Offering a brighter future David Davis tries to convince sceptics on EU transition

Offering a brighter future David Davis tries to convince sceptics on EU transition

Britain will only replicate the "effects" of the EU's customs union during a transition to a future relationship when the government will sign its own trade deals for the first time in 40 years, Brexit minister David Davis will say on Friday.

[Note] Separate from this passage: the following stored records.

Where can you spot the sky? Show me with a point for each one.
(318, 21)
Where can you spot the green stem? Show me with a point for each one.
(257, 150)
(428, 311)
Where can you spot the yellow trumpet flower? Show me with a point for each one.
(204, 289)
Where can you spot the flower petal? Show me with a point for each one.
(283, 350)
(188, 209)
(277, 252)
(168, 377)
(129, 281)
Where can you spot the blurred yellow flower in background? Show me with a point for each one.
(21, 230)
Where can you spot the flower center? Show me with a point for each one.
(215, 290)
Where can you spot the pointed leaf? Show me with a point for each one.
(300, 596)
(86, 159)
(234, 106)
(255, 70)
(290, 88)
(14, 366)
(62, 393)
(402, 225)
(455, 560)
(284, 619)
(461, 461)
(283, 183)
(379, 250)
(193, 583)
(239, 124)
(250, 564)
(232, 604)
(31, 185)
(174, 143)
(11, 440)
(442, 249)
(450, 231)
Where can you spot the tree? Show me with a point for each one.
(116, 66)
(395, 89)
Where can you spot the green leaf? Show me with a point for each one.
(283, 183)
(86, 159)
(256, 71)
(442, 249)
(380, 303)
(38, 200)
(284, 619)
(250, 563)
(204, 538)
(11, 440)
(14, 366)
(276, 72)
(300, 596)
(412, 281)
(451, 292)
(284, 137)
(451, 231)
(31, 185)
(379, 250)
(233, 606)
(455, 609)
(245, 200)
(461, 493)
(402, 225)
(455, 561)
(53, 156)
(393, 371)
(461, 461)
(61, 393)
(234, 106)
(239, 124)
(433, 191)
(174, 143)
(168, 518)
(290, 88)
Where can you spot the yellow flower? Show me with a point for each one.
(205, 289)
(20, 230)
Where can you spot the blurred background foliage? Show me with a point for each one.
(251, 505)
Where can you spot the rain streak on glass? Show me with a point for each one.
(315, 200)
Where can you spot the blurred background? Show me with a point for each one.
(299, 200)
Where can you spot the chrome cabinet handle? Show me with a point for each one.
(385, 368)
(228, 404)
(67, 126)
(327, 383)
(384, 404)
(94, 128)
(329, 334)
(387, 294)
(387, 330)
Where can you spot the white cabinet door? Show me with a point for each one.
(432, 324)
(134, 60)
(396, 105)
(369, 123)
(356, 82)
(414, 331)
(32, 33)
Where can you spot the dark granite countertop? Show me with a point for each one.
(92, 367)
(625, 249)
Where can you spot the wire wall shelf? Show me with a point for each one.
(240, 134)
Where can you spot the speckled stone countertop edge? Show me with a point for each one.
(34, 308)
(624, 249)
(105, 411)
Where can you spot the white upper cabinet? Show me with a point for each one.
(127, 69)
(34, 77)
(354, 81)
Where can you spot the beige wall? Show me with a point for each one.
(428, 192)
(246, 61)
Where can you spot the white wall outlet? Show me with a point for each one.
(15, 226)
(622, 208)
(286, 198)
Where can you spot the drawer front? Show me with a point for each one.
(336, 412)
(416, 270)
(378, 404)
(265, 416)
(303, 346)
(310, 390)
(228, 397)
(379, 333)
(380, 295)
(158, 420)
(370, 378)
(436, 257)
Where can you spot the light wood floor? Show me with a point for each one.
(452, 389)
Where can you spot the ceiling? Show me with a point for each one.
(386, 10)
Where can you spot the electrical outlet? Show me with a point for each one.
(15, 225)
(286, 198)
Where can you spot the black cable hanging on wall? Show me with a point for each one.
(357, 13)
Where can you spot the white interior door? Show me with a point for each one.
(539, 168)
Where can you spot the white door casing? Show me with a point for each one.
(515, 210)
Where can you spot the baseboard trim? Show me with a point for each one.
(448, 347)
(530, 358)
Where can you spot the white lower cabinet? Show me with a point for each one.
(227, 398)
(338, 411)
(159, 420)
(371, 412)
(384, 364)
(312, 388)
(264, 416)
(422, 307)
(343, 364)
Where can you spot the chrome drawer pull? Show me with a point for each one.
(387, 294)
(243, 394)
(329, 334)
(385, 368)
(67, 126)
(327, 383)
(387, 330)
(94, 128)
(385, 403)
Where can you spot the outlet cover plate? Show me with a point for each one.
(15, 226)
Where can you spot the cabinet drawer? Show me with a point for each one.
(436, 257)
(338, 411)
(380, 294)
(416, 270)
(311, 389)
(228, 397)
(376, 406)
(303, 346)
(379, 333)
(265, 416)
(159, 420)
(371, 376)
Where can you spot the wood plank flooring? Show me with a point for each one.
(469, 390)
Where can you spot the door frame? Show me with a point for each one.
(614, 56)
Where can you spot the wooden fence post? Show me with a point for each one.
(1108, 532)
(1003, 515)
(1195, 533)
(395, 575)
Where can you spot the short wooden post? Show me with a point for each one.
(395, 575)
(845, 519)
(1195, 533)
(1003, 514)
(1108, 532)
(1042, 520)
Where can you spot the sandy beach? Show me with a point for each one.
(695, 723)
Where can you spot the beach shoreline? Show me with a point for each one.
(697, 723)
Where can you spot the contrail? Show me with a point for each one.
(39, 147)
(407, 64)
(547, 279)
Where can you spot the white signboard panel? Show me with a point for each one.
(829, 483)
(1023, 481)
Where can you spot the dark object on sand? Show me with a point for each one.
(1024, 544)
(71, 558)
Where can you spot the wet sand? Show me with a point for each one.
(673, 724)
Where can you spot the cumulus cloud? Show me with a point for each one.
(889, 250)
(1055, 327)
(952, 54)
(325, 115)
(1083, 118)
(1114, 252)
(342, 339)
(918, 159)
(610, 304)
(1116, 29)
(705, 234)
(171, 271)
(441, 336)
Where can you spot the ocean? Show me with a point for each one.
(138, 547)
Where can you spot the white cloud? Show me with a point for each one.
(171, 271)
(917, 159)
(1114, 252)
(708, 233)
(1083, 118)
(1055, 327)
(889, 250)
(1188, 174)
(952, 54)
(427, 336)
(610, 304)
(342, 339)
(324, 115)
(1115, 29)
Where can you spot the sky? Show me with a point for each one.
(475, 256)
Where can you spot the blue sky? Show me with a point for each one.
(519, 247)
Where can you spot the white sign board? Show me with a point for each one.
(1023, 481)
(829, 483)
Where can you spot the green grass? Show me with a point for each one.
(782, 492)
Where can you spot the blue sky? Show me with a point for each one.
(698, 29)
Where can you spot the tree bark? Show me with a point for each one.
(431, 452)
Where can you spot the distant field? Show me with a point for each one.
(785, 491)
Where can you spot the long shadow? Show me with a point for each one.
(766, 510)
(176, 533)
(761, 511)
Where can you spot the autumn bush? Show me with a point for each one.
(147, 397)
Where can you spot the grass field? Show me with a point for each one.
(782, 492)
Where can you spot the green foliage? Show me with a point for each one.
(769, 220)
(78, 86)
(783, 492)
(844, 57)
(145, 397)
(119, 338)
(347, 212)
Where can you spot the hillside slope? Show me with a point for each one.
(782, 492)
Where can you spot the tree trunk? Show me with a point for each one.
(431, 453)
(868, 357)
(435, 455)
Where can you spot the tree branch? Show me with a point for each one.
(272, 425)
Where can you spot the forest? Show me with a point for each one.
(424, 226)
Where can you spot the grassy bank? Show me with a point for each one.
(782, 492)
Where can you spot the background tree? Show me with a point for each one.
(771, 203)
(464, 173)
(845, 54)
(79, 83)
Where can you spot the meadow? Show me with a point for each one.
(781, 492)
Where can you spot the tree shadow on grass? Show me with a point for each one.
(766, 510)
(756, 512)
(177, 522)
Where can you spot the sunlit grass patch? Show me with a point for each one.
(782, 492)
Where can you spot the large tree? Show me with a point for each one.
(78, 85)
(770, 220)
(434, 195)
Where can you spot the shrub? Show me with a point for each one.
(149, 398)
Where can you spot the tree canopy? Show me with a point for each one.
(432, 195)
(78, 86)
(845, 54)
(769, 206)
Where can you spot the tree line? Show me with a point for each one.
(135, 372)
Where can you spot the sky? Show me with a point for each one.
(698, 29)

In a speech aimed at Brexit campaigners who fear negotiators are being "cowed" by the European Union, Davis will say Britain can start negotiating, and even sign, trade deals during the transition phase, when little will change.

 

Prime Minister Theresa May is coming under increasing pressure from those who voted to leave the EU at a referendum in June 2016, with some fearing that the expected transition agreement could pave the way for Brexit in name only.

 

"Of course maintaining access to each other's markets on current terms means we will replicate the effects of the EU customs union during the implementation period," Davis will say in a speech in Middlesbrough, a town in northeastern England.

 

"But participating in a customs union should not preclude us from formally negotiating - or indeed signing - trade agreements," he will say, while adding that any such deals could not be signed until the transition period has ended.

 

There is little distance between Britain and the EU to overcome to agree the transitional deal, which will give the two sides time to prepare for the far-ranging impact of the end of more than 40 years of union.

 

The EU set out its demands on Wednesday, and Davis is also expected to make Britain's demands in the speech.

 

But the plan to change little of the current relationship after Britain formally leaves on March 29, 2019, has prompted concern among Brexit campaigners, who fear their mantra of "taking back control" is being sold out.

 

On Wednesday, a hardline Brexit lawmaker from May's Conservative Party, Jacob Rees-Mogg, accused Davis of allowing Britain to become a "vassal state" to the EU by paying into the bloc and adhering to its laws during transition.

 

It is a taste of things to come for a weakened May, who has struggled to keep her divided party and cabinet team of ministers united over everything from transition, to the future relationship, to the so-called Brexit dividend - the funds that will be freed up when Britain stops paying into EU coffers.

 

But Davis will try to persuade them that the future relationship he is pressing for is well worth the wait.

 

"As an independent country, no longer a member of the European Union - the United Kingdom will once again have its own trading policy," Davis will say.

 

"For the first time in more than 40 years, we will be able to step out and sign new trade deals with old friends, and new allies, around the globe."